À terme, si l’ensemble des technologies deviennent disponibles à un coût raisonnable, ce modèle peut s’avérer efficace et correspondre à la demande sociale. La transition pour y parvenir n’en est pas moins délicate. La logique voudrait que les investissements soient majoritairement portés par les collectivités locales, en tant que futures gestionnaires et responsables de la sécurité d’approvisionnement sur leur territoire. Dans cette option, l’État joue un rôle d’arbitre et de régulateur de l’activité des gestionnaires de microgrids, en fixant et en faisant respecter des normes techniques opératoires communes.
Option 3 – Un système intermédiaire où des boucles locales se développent dans des niches plus ou moins importantes
Ce modèle mixte combine décentralisation et assurance par le réseau, en permettant à des citoyens de se regrouper au sein de microgrids de taille diverse raccordées au réseau centralisé. Ils le font sur une base volontaire ou parce que la régulation, tarifaire ou via des aides directes, permet de déployer des solutions technologiques proches de la maturité technico-économique. Dans ces zones, les consommateurs ont intérêt en permanence à faire des arbitrages entre un approvisionnement local ou sur le réseau centralisé qu’ils utilisent en cas de production locale insuffisante ou excédentaire. Ils peuvent choisir la qualité de leur courant – tenue de la tension et de la fréquence, nombre et durée des coupures – en s’équipant de technologies de stockage ou en contractant avec le réseau qui revêt pour eux un rôle assurantiel. Des échanges de production peuvent s’opérer entre microgrids, mais les transferts physiques sont techniquement gérés par le réseau centralisé qui doit conserver une bonne vue globale du système pour éviter les congestions et assurer l’équilibre général entre l’offre et la demande.
Dans cette troisième option, les investissements sont portés à la fois par les systèmes locaux et par le système centralisé, dont la capacité devra être surdimensionnée compte tenu du caractère intermittent des EnR et de la perte de foisonnement[5]. Outre-Rhin, un système de réserves stratégiques a été instauré pour maintenir en service les centrales thermiques non rentables afin d’assurer l’équilibre du système : entre 2008 et 2016, seuls 12 GW d’installations de production centralisée, dont 9,5 GW nucléaires, ont été arrêtés alors que près de 80 GW ont été mis en service[6], très majoritairement d’éolien et de solaire photovoltaïque.

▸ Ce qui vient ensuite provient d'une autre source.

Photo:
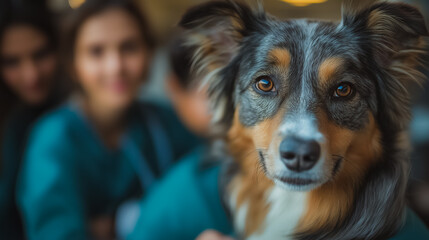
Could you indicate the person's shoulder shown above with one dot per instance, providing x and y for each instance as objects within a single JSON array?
[
  {"x": 413, "y": 228},
  {"x": 53, "y": 124}
]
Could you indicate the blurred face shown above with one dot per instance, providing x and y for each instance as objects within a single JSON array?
[
  {"x": 191, "y": 105},
  {"x": 110, "y": 58},
  {"x": 27, "y": 63}
]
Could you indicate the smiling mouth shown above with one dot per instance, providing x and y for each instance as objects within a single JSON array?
[{"x": 297, "y": 181}]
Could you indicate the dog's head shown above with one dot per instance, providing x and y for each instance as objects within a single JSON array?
[{"x": 313, "y": 98}]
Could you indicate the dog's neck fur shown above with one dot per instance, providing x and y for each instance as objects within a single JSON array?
[{"x": 365, "y": 204}]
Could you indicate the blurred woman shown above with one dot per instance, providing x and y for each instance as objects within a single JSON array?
[
  {"x": 102, "y": 147},
  {"x": 194, "y": 183},
  {"x": 28, "y": 68}
]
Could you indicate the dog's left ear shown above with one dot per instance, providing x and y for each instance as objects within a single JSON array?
[
  {"x": 393, "y": 35},
  {"x": 215, "y": 31}
]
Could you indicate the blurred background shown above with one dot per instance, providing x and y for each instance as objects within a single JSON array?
[{"x": 163, "y": 16}]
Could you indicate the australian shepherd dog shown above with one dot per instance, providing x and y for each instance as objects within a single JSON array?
[{"x": 314, "y": 115}]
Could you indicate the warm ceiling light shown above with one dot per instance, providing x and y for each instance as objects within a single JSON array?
[
  {"x": 75, "y": 3},
  {"x": 303, "y": 3}
]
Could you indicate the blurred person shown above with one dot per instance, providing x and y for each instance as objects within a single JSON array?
[
  {"x": 103, "y": 147},
  {"x": 28, "y": 87},
  {"x": 194, "y": 182}
]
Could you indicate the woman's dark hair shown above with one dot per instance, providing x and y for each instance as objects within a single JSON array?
[
  {"x": 180, "y": 57},
  {"x": 93, "y": 7},
  {"x": 20, "y": 12}
]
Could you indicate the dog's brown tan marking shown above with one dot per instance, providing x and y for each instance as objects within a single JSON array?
[
  {"x": 329, "y": 204},
  {"x": 329, "y": 67},
  {"x": 280, "y": 57},
  {"x": 252, "y": 183}
]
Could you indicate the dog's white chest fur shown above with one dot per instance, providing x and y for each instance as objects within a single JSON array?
[{"x": 286, "y": 209}]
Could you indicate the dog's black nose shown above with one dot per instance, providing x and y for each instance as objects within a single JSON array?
[{"x": 299, "y": 155}]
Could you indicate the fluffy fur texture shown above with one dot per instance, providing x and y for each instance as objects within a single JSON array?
[{"x": 356, "y": 189}]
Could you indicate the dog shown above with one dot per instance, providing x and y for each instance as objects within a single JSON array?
[{"x": 314, "y": 115}]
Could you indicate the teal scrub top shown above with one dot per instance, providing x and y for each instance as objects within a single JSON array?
[
  {"x": 183, "y": 204},
  {"x": 187, "y": 201},
  {"x": 15, "y": 131},
  {"x": 68, "y": 176}
]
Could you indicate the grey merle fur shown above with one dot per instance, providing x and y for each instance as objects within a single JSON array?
[{"x": 381, "y": 56}]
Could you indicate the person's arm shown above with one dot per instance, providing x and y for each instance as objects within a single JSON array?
[{"x": 48, "y": 191}]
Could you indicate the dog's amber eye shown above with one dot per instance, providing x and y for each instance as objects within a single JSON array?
[
  {"x": 343, "y": 90},
  {"x": 265, "y": 84}
]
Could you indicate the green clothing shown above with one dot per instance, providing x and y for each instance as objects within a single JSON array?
[
  {"x": 69, "y": 176},
  {"x": 187, "y": 202},
  {"x": 413, "y": 229},
  {"x": 13, "y": 141},
  {"x": 183, "y": 204}
]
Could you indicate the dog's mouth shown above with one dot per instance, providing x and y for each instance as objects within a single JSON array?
[{"x": 297, "y": 181}]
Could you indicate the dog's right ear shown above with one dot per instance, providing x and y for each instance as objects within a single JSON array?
[{"x": 215, "y": 31}]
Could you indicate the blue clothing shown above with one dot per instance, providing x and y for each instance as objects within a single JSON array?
[
  {"x": 187, "y": 202},
  {"x": 183, "y": 204},
  {"x": 69, "y": 176},
  {"x": 15, "y": 131}
]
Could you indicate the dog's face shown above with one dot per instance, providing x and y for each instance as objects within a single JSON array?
[{"x": 310, "y": 95}]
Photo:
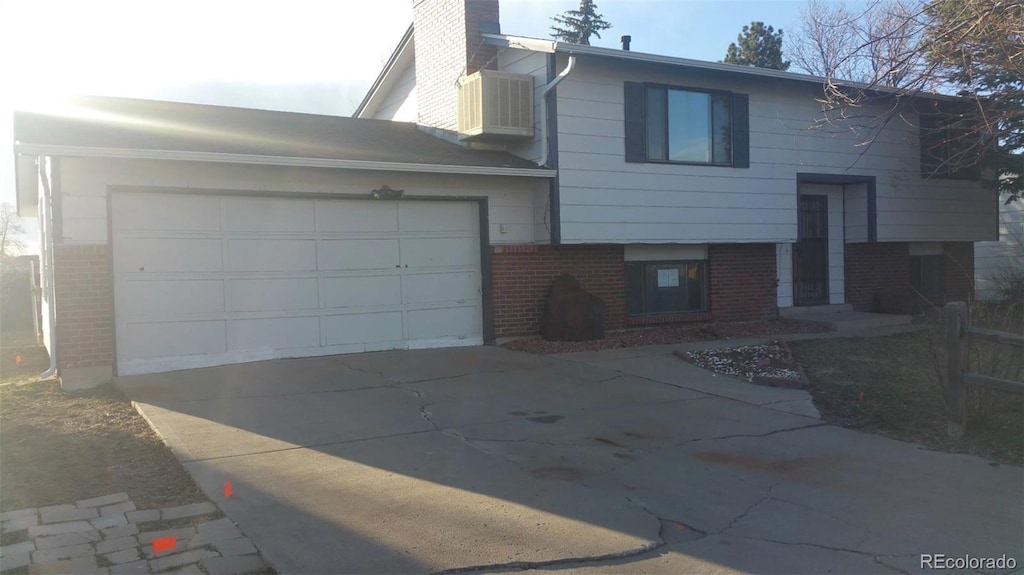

Ce modèle offre l’avantage de mieux répondre à la demande sociale tout en continuant d’assurer la sécurité d’approvisionnement. En revanche, il présente l’inconvénient de doublonner le réseau traditionnel et les boucles locales, donc de nécessiter des investissements très lourds dont les utilisateurs ne sont peut-être pas prêts à payer le prix. Les montants en jeu se chiffrent en centaines de milliards d’euros. La communauté européenne évoque le montant de 1 000 milliards à investir dans les énergies renouvelables entre 2015 et 2030 pour tenir les objectifs fixés par les directives. L’Allemagne à elle seule a déjà engagé quelque 500 milliards d’euros pour sa transition énergétique, soit le quart de la dette française (en faisant supporter ces coûts par le tarif de l’électricité sur une durée de vingt ans).
En outre, conserver l’égalité de traitement entre tous les consommateurs suppose la mise en place d’une tarification adaptée, qui donne moins de poids au kWh consommé et davantage à la puissance mise à disposition par le réseau (les coûts d’un système électrique étant composés quasi essentiellement de parts fixes). Il s’agit de prévenir ainsi l’apparition de « passagers clandestins », qui utiliseraient peu le système centralisé dont tout le monde profite, reportant de facto son coût sur ceux qui ne peuvent s’en échapper. Pour ne susciter au niveau local que des solutions pertinentes économiquement, il est donc impératif que les tarifs reflètent bien les coûts.